The Oct. 11 entry said: "Taliban ambassador to Pakistan claims U.S. is targeting civilians, putting the civilian death toll at more than 77."

The U.S. response: "Cannot be independently verified." Of the 19 entries, the U.S. asserted that seven "cannot be independently verified."

Pakistan's president, Gen. Pervez Musharraf, who is on an overseas trip that will take him to the United States for meetings with President Bush this weekend, has domestic reasons for restricting the Taliban briefings.

Fundamentalist religious parties are using the Taliban claims of massive civilian casualties to rally opposition to Pakistan's support for the anti-terrorism coalition. The Musharraf government, which recently initiated a crackdown on militant pro-Taliban groups, faces a nationwide transportation strike Friday, called by the religious parties and other opposition groups to protest the bombing campaign.

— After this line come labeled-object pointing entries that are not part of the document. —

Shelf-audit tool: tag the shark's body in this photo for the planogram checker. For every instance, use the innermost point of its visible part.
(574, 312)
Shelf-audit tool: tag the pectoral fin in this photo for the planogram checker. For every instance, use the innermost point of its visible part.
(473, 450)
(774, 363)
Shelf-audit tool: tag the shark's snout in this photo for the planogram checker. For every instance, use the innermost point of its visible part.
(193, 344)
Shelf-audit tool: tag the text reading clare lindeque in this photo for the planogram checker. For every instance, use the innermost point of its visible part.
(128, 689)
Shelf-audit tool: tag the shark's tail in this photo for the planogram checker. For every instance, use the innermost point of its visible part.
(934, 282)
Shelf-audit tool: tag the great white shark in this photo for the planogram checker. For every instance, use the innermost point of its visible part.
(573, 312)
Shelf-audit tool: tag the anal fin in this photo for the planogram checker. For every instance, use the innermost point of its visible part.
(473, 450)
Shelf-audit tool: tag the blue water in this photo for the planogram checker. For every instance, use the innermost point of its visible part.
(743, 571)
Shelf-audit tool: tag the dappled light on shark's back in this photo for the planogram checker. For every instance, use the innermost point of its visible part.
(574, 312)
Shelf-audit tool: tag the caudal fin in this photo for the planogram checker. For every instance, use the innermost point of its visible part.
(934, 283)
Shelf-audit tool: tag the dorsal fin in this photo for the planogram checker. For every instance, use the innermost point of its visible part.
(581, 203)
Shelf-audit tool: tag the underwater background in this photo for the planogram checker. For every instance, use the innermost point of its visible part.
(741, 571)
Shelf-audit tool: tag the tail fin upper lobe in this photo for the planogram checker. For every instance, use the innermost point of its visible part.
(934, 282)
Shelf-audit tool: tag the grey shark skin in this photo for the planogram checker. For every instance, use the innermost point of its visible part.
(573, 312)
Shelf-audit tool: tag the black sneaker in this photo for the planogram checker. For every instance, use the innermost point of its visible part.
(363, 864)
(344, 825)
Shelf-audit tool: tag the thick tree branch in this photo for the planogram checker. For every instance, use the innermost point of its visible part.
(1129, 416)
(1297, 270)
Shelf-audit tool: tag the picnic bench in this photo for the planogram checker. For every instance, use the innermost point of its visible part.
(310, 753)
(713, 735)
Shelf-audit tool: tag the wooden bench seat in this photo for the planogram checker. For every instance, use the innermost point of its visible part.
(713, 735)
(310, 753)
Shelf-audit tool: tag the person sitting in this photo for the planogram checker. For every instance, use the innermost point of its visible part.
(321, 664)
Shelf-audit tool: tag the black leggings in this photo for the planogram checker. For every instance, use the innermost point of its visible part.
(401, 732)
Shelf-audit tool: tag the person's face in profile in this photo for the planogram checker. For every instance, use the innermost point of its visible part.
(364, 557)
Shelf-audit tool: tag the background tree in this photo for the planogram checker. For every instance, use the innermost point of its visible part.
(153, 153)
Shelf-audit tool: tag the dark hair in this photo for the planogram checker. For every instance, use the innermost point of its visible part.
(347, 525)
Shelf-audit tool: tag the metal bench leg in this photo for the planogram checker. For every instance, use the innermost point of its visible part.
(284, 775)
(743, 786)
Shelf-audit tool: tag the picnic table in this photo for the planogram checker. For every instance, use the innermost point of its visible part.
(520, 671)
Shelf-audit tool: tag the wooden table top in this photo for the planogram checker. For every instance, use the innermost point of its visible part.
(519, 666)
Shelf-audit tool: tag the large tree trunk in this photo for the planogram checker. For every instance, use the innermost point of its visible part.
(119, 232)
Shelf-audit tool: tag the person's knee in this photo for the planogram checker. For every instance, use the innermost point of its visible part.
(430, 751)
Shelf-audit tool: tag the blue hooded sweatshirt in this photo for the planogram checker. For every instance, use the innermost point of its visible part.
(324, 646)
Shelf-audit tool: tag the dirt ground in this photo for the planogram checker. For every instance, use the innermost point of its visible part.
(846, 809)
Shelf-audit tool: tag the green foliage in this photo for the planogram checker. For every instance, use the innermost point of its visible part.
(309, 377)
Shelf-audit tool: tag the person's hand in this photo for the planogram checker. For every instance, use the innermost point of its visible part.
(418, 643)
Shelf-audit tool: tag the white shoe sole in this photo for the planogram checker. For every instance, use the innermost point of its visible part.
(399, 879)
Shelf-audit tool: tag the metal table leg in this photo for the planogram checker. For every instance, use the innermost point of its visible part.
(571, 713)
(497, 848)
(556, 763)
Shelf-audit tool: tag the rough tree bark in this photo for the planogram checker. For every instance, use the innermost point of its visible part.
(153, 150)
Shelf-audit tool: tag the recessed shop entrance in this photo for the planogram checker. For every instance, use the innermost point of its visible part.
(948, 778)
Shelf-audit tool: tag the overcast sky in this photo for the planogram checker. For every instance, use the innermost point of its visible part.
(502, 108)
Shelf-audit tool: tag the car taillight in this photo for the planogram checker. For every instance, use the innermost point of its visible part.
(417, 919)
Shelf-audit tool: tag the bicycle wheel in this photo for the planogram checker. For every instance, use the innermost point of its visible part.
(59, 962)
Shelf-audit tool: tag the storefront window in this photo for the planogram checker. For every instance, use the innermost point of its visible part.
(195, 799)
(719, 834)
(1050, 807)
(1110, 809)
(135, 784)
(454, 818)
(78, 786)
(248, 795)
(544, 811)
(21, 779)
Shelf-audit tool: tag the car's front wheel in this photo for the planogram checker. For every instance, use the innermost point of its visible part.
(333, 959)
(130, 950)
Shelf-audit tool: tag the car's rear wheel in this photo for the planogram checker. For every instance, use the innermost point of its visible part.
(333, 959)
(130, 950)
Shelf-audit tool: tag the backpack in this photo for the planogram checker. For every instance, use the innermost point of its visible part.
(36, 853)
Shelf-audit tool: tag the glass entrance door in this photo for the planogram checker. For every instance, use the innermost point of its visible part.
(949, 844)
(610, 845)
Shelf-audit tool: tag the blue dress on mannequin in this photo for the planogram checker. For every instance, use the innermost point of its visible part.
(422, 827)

"We are concerned by the ambassador's use of words like 'genocide' and 'cleansing' and 'deliberate attacks on civilians,' " a Foreign Ministry official said.

Khan, the Foreign Ministry spokesman, insisted that the action wasn't a total ban on Taliban news conferences. "They can hold as many as they want as long as they don't criticize a third country," Khan said. He said Zaeef was informed of the restrictions Tuesday.

The Taliban statements have become increasingly fantastic, including unsubstantiated claims that Taliban foot soldiers had shot down U.S. helicopters and planes containing hundreds of troops.

Although most of the claims have been dismissed as lies by the U.S., they have been accepted as fact by many media outlets in the Muslim world. The sensational Urdu-language newspapers in Pakistan regularly cite the Taliban claims.

The U.S. and Britain recently set up 24-hour public relations offices in London and Washington to counter the accusations.